Booz le jaugea d’un œil critique. « Vous avez eu une journée chargée. Donc, plus de questions. Du moment que les dusei sont sains et saufs, et isolés, plus de questions. »
— « Que personne ne s’y frotte. Ils sont dangereux. »
— « Personne ne s’y frottera. »
— « Les dusei sont des êtres intelligents. Songez que ces deux-là ont pu retrouver les mri. Venant du fin fond du désert, et au milieu de tous ces bâtiments, ils les ont retrouvés. »
Duncan tremblait. La main de Booz effleura son épaule, Booz la blonde, douceur et fossettes, Booz qui lui parut soudain la plus merveilleuse créature de Kesrith. Booz qui disait : « Allez dormir. Un garde vous accompagnera. Ne restez pas là. »
Il acquiesça d’un signe de tête, évalua ses forces en fonction de la distance jusqu’au Nom… Oui : il pourrait regagner le Nom sans tomber. Il tourna les talons – et ne vit plus rien, ne songea plus à rien, pas même à dire merci à Booz. Il ne songea plus à rien, tant qu’il ne fut pas au bas de la rampe, flanqué d’un garde armé.
Ces vertiges, ces lacunes l’épouvantèrent.
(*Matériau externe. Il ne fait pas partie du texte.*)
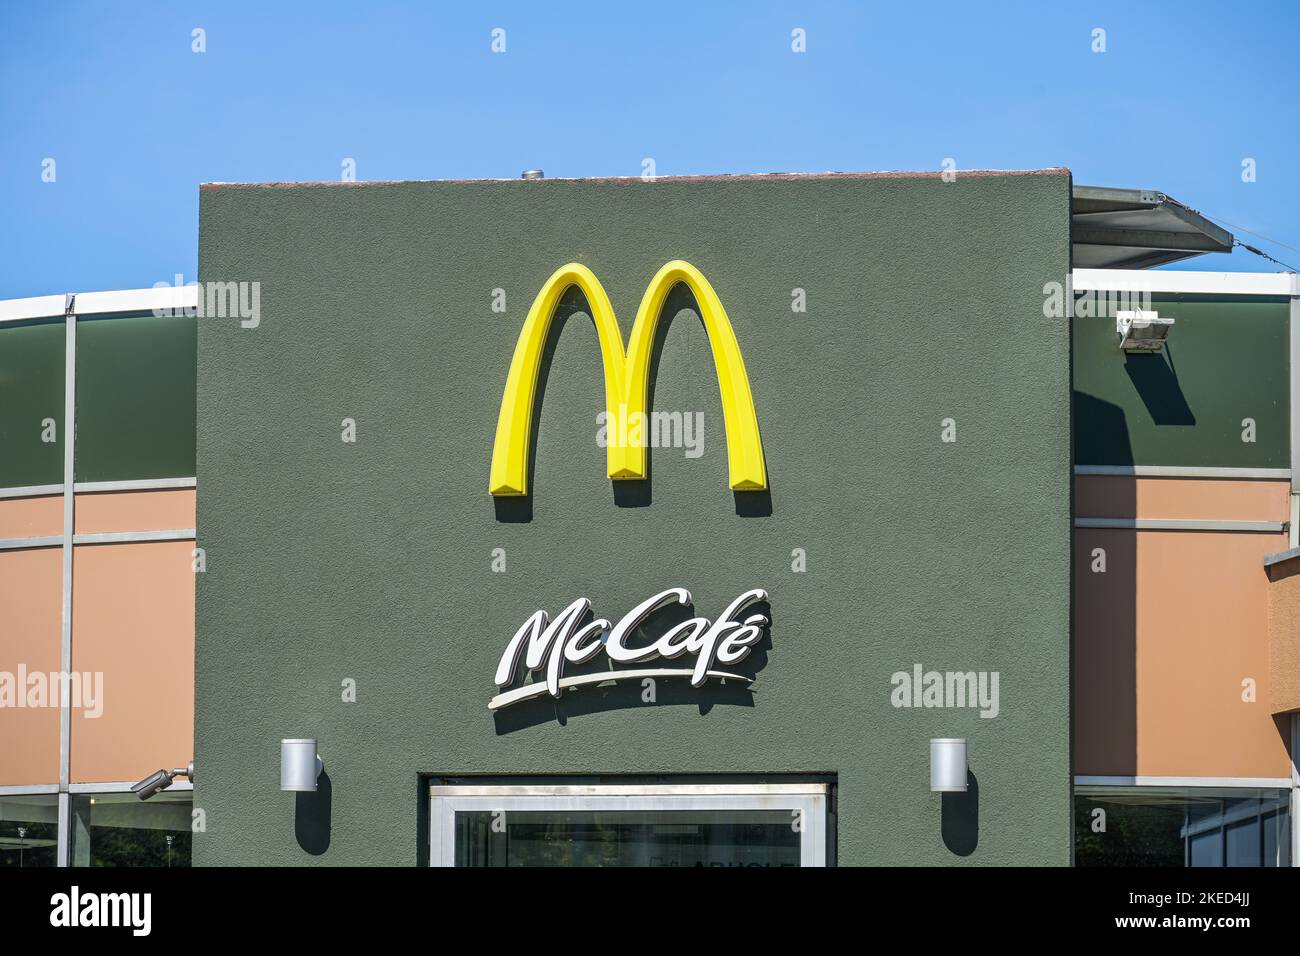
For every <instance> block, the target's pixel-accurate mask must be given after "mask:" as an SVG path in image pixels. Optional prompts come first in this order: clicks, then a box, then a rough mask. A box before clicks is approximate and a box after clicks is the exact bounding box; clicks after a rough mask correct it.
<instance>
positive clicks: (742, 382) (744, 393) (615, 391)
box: [489, 259, 767, 496]
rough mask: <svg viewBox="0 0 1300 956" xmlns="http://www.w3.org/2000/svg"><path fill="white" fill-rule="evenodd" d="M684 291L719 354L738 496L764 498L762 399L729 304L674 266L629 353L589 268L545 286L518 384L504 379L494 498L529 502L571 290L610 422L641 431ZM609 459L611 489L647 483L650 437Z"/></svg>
mask: <svg viewBox="0 0 1300 956" xmlns="http://www.w3.org/2000/svg"><path fill="white" fill-rule="evenodd" d="M679 284H681V285H685V286H688V287H689V289H690V291H692V293H693V294H694V297H695V302H697V303H698V304H699V316H701V319H702V320H703V323H705V330H706V332H707V333H708V345H710V347H711V349H712V352H714V367H715V369H716V371H718V388H719V390H720V392H722V398H723V420H724V423H725V425H727V467H728V471H729V476H731V479H729V480H731V486H732V489H733V490H737V492H761V490H764V489H766V488H767V468H766V466H764V463H763V445H762V442H761V441H759V437H758V416H757V415H755V414H754V398H753V395H751V394H750V390H749V377H748V376H746V375H745V360H744V359H742V358H741V355H740V346H738V345H737V343H736V333H735V332H733V330H732V326H731V320H729V319H727V311H725V310H724V308H723V303H722V302H720V300H719V299H718V294H716V293H715V291H714V287H712V286H711V285H708V280H706V278H705V277H703V274H702V273H701V272H699V269H697V268H695V267H694V265H692V264H690V263H685V261H682V260H680V259H675V260H673V261H671V263H667V264H666V265H664V267H663V268H662V269H659V272H658V273H655V277H654V278H653V280H650V285H649V287H646V293H645V295H643V297H642V298H641V307H640V308H638V310H637V319H636V323H633V325H632V338H630V342H629V345H628V349H627V350H624V347H623V333H621V332H619V323H617V321H616V319H615V316H614V307H612V306H611V304H610V297H608V295H606V294H604V289H603V287H602V286H601V282H599V280H597V277H595V274H594V273H593V272H591V271H590V269H589V268H586V267H585V265H580V264H578V263H569V264H568V265H564V267H562V268H559V269H556V271H555V273H554V274H552V276H551V277H550V278H549V280H546V284H545V285H543V286H542V290H541V291H539V293H538V294H537V298H536V299H534V300H533V306H532V308H529V310H528V317H526V319H525V320H524V328H523V330H521V332H520V333H519V342H517V343H516V345H515V356H513V358H512V359H511V363H510V375H508V377H507V378H506V394H504V395H502V399H500V415H499V416H498V419H497V441H495V444H494V445H493V453H491V480H490V483H489V490H490V492H491V493H493V494H494V496H519V494H528V453H529V445H530V442H532V428H533V402H534V401H536V398H537V380H538V376H539V375H541V367H542V351H543V349H545V346H546V338H547V334H549V333H550V328H551V320H552V319H554V316H555V307H556V306H558V304H559V300H560V298H562V297H563V295H564V293H565V291H568V290H569V289H571V287H573V286H577V287H578V289H581V290H582V294H584V295H585V297H586V302H588V306H589V308H590V311H591V320H593V321H594V323H595V332H597V336H598V337H599V341H601V358H602V359H603V362H604V406H606V419H604V420H606V421H624V420H632V421H637V420H643V419H645V415H646V405H647V403H649V398H647V395H649V389H650V358H651V350H653V347H654V337H655V328H656V326H658V324H659V316H660V313H662V312H663V303H664V299H667V298H668V293H671V291H672V290H673V287H675V286H677V285H679ZM607 453H608V472H610V477H611V479H615V480H629V479H632V480H634V479H643V477H645V476H646V442H645V438H643V437H640V438H636V440H633V441H629V442H610V444H608V447H607Z"/></svg>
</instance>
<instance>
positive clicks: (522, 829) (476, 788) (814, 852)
mask: <svg viewBox="0 0 1300 956" xmlns="http://www.w3.org/2000/svg"><path fill="white" fill-rule="evenodd" d="M429 792H430V817H429V819H430V826H429V830H430V840H432V845H430V853H429V860H430V862H432V864H433V865H434V866H824V865H826V845H827V797H828V787H827V786H826V784H658V786H617V784H601V786H493V787H459V786H458V787H446V786H433V787H430V788H429Z"/></svg>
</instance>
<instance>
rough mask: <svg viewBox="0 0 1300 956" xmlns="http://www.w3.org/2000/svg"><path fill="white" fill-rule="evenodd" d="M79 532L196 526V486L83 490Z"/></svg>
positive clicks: (78, 505) (79, 524)
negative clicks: (113, 491) (176, 487)
mask: <svg viewBox="0 0 1300 956" xmlns="http://www.w3.org/2000/svg"><path fill="white" fill-rule="evenodd" d="M75 518H77V533H78V535H96V533H101V532H108V531H178V529H181V528H192V527H194V489H192V488H174V489H165V490H160V492H83V493H82V494H78V496H77V509H75Z"/></svg>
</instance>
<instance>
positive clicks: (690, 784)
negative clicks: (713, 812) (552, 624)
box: [429, 783, 829, 866]
mask: <svg viewBox="0 0 1300 956" xmlns="http://www.w3.org/2000/svg"><path fill="white" fill-rule="evenodd" d="M828 806H829V784H824V783H753V784H745V783H728V784H559V786H556V784H537V786H532V784H506V786H443V784H432V786H430V787H429V865H430V866H455V864H456V829H455V823H456V813H472V812H480V813H491V812H494V810H504V812H506V813H510V812H511V810H580V812H581V810H632V812H636V810H787V812H789V813H790V814H792V825H793V819H794V818H793V814H794V812H801V814H802V830H801V831H800V866H826V865H827V809H828Z"/></svg>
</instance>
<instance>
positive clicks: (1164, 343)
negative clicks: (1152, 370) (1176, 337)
mask: <svg viewBox="0 0 1300 956" xmlns="http://www.w3.org/2000/svg"><path fill="white" fill-rule="evenodd" d="M1171 328H1174V320H1173V319H1161V317H1160V312H1147V311H1144V310H1140V308H1138V310H1132V311H1122V312H1115V332H1118V333H1119V347H1121V349H1123V350H1125V351H1126V352H1158V351H1160V350H1161V349H1164V347H1165V339H1166V338H1169V330H1170V329H1171Z"/></svg>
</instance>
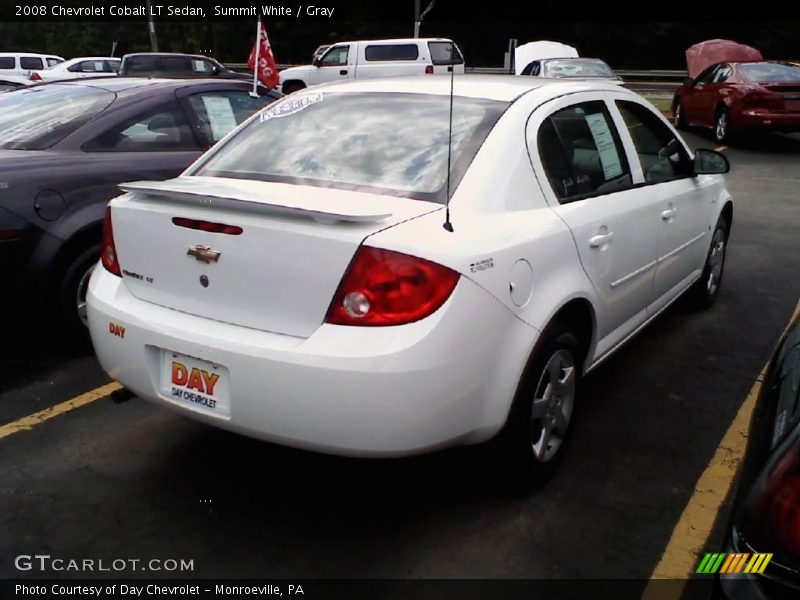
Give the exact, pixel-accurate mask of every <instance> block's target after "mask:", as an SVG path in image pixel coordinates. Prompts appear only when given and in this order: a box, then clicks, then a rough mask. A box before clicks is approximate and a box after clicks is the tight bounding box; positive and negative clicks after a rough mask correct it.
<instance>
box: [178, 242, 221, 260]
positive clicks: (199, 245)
mask: <svg viewBox="0 0 800 600" xmlns="http://www.w3.org/2000/svg"><path fill="white" fill-rule="evenodd" d="M186 254H188V255H189V256H194V257H195V258H196V259H197V260H198V261H200V262H204V263H212V262H217V261H218V260H219V255H220V253H219V252H217V251H216V250H212V249H211V246H203V245H202V244H197V245H196V246H191V247H190V248H189V250H188V251H187V252H186Z"/></svg>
Trop de fatigue, peut-être ? Il espérait que ça n’était que de la fatigue.
Mais il n’avait pas vraiment décidé de mener les dusei à bord.
Il n’avait pas pris cette décision de lui-même.
Il essaya de ne plus penser aux dusei, de combattre le souvenir d’une présence chaude, d’une main (la sienne) posée sur une tête laineuse.
Oui, je sens leur présence… avait dit Niun.
Je sens leur présence.
Il parla au garde, pour rompre l’emprise, évoqua n’importe quoi, et sa langue s’embrouillait…
Des mots, des mots. Causer, tant qu’il n’aurait pas rejoint l’abri du Nom, les couloirs sonores du Nom, ces couloirs pleins d’odeurs régul et humaines, ces couloirs où on échappait au silence.
Sur le seuil, le garde remit à Duncan une petite fiole. « De la part du Professeur Luiz, mon Capitaine. »
Des dragées rouges, dont Duncan ne pouvait ignorer l’effet. Un somnifère, grâce auquel on oublie tout, grâce auquel on évite les cauchemars.
Quand il s’éveilla, le lendemain matin, il constata qu’il avait même oublié d’éteindre la lumière.